Besides working full-time, Ray was always asked to sing. This was added income, and Ray never complained about working, although there were some times he wanted to "call in tired." I would work temporarily as a substitute teacher, but having little ones at home always kept me busy. As Ray wrote each new song on our battered, upright piano, he shared what he finished with me. So many times it would make me cry because they were so beautiful.

There was no change in Ray over the years as he became successful - we just got to eat out more, and that meant I had to cook LESS! I got pretty spoiled, but those were good years. Little did I know that all that would change. And I miss that life every day. I miss Ray every day.

Is this too personal? Probably. Is it real? yeah. It's honest and real. I'm leaving out so much, but I think you will get the idea.

So today is my anniversary of that day - and I'm sad. No question about it. I can't write it nicely. I can't say it well. I can only grieve that he is gay and no amount of hoping or praying or waiting will change that. I'm here alone - with kids grown and a big, empty house, lots of memories, and I can't stop wiping the tears from my face.

11 comments:

Karen said...

Carol,

I have been reading your blog for awhile now and have been thinging about posting a comment. That can wait now.

Only you can decide if this is too personal, but I thank you for sharing it. The sin of the church in denying the rich diversity of God's creation brings only pain. I am so sorry you (and your family) are haveing to live with this. You are in my thoughts and prayers.

Karen

Kat said...

Sending hugs, Carol! I pray that not only does God comfort you but sends flesh-and-blood people to be there for you in person. The glbt community MUST do a better job of surrounding the straight spouses with love and support. We are severely lacking in this area. While the gay community tends to jump for joy at the one who has 'embraced' his/her gay-ness at long last, the spouse is toooo often left alone with unimaginable pain. Where's the party for them? My girlfriend and I feel a tremendous desire to be of help and to educate others of 'us' as to the need.
Love, Kat

Carol said...

Thanks, Kat and Karen. I'm feeling better as the day progresses, but it never goes away - and Kat, I wish I knew how better to support the spouses. I stand up for ALL of us who are caught in this situation. Some of us look okay, and are still hurting a lot. I'm glad for those who share on this blog - I'm grateful for the support. Immense thanks. :)

Anonymous said...

Hi Carol,

I'm new here, and I'm a complete stranger, but I love reading your blog, and deeply appreciate your openness as well as the grace and compassion you display.

May God send you the kind of comfort and encouragement that will best meet your need today and throughout the week. Don't doubt for a minute that your willingness to share openly is very powerful, and will surely make a difference.

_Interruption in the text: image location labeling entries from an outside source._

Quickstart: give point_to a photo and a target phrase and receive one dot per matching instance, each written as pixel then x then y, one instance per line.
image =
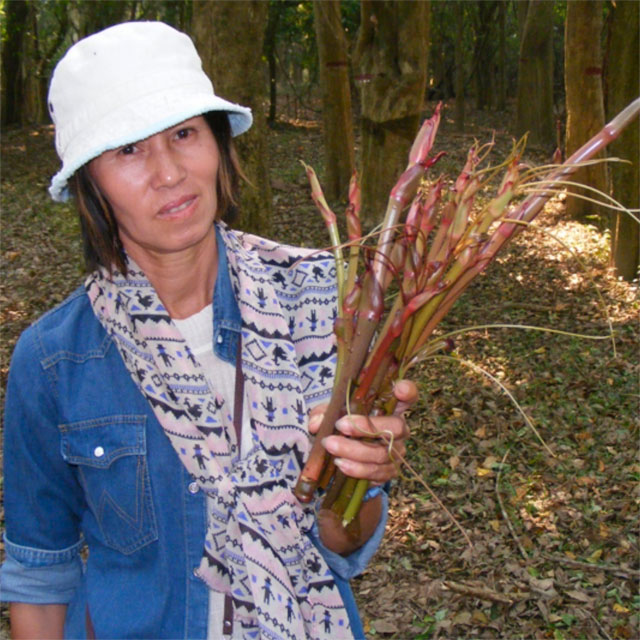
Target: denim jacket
pixel 88 466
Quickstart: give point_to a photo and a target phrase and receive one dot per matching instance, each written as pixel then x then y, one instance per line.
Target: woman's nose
pixel 167 169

I'm sorry today hurts. : (

angie said...

Carol,
I can't imagine what you are going through, but thank you for sharing your self and being real. Your blog has meant so much to me since I discovered it. Love to you.

Angie

Muser Grace said...

This is so beautiful and heart-breaking and authentic. Thank you for sharing it. And thank you for sharing your courage and love as well. That you love Ray enough to be honest about your heart-break EVEN while supporting him and advocating for gay-rights--it is beautiful and so holy.

Mark said...

I'm glad you have the gumption to be honest and to name the hurt and grief that you feel. My first inclination (like I'm sure you've experienced when others are honest about their pain) is to figure out how to move in, come alongside and ease the pain. And we often stumble clumsily in attempting that.

But the pain couldn't be without the years of memories of good -- so pain it is. My heart aches with you.

ohchicken said...

thinking of you today, and sending a whole lot of love.

Anonymous said...

Carol,

Sending hugs and love your way. i have no idea what it must be like for you going through this but thank you for sharing your heart with us. Through authenticity comes healing in my opinion. i don't have the answers for you but keep up the great way you honestly express yourself and NEVER worry if you are sharing too much. It's your story and your experience and you have every right to share as much or as little as you like!

i am so sorry our Christian culture forces people into the closet and then a by product of that is hurting people like you.

Peace,

Adele

Anonymous said...

Carol,
You are a very wise woman.
Even though you know that your hoping and dreaming could not change your husband. You know that it is important to be aware fo the pain that comes from borken dreams and hopes.
God's presence is the best place to work through all this stuff.

Anonymous said...

Hi Carol-

I am late to comment to this, and so sorry. I thought and thought about what to say, how to comfort to you, how to show I understand. But everything I wrote sounded so trite and limited.

What it all boils down to is that you are a very kind person who has been hurt down to the core, but somehow chosen to go on without bitterness and hate. And I am so glad that we get to know you.